Kassenbericht oder Kassenbuch?
Und dann gibt da noch die Frage, in welcher Form die Bareinnahmen und -Ausgaben zu dokumentieren sind. Grundsätzlich gibt es zwei mögliche Alternativen:
- Kassenbuch
Alle Bar-Eingänge und -Ausgänge werden in einem gebundenen Kassenbuch (Schreibwarenhandel) mit durchnummerierten Seiten einzeln mit Datum, Betrag und Vorgang eingetragen. - Kassenbericht
Tägliches Zählprotokoll und die Einnahmen werden mittels retrograder Rückrechnung ermittelt.

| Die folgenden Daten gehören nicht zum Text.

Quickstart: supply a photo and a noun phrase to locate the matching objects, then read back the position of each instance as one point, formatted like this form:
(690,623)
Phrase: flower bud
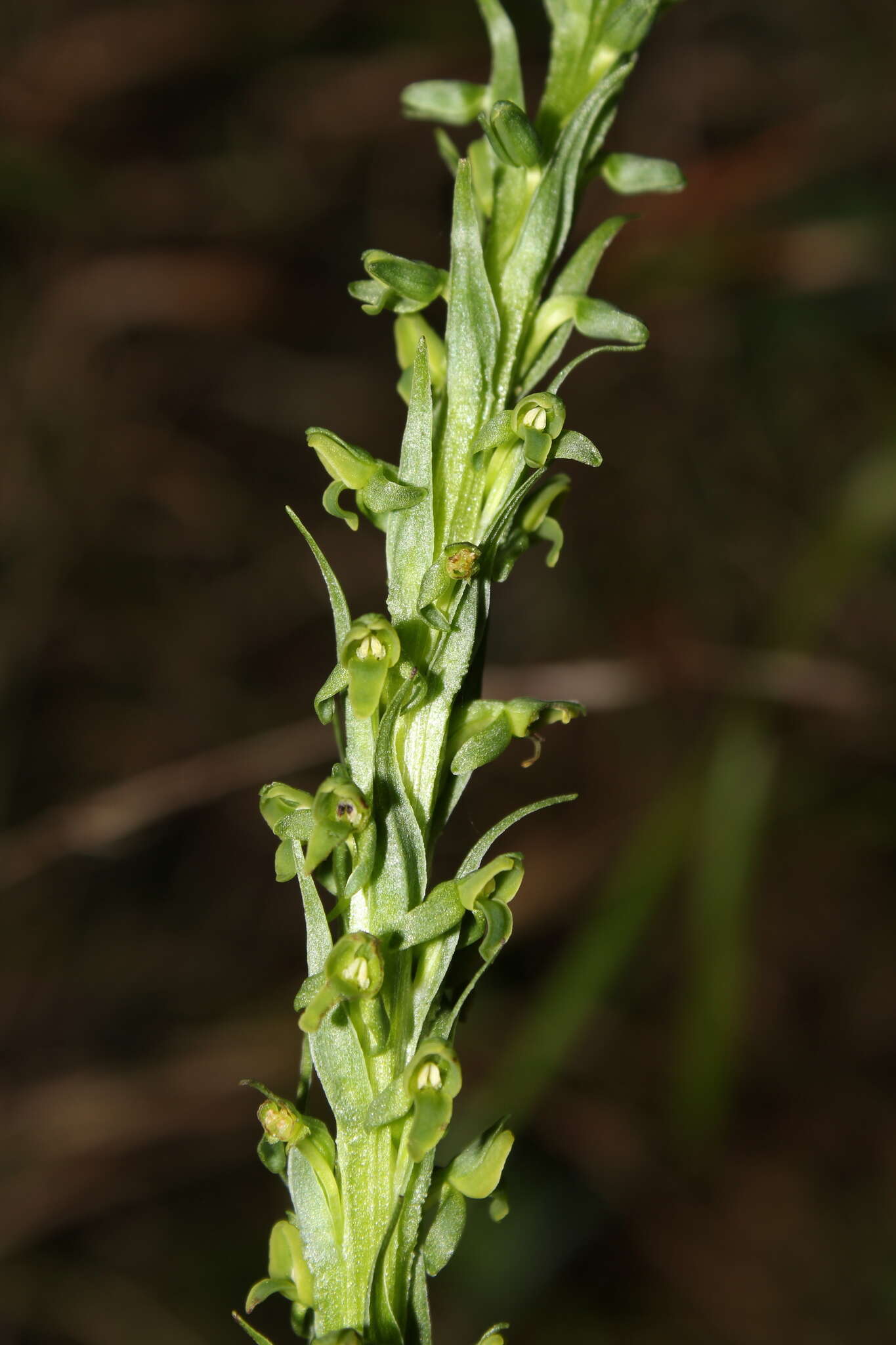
(458,563)
(512,135)
(367,653)
(431,1080)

Um es gleich vorweg zu nehmen: der Kassenbericht ist nicht wirklich zu empfehlen, aus zwei Gründen:
- Einzelbelegpflicht wann immer zumutbar
Kassenberichte sind den Branchen vorbehalten, bei denen „Waren von geringem Wert an eine unbestimmte Vielzahl nicht bekannter und auch nicht feststellbarer Personen verkauft werden“. Das trifft schon allein durch die erforderliche Einverständniserklärung nicht zu, denn der Kunde ist damit bekannt und identifizierbar. Auch die Kriterien „geringer Wert“ und „unbestimmte Vielzahl“ treffen nicht wirklich zu. - Wenig Vertrauenswürdig
Kassenberichte werden bei einer evtl. Steuerprüfung noch kritischer geprüft, als handschriftliche Kassenbücher. Im Zweifelsfall kann es euch passieren, dass ein Prüfer diese aus obigen Gründen grundsätzlich ablehnt und euch schätzt.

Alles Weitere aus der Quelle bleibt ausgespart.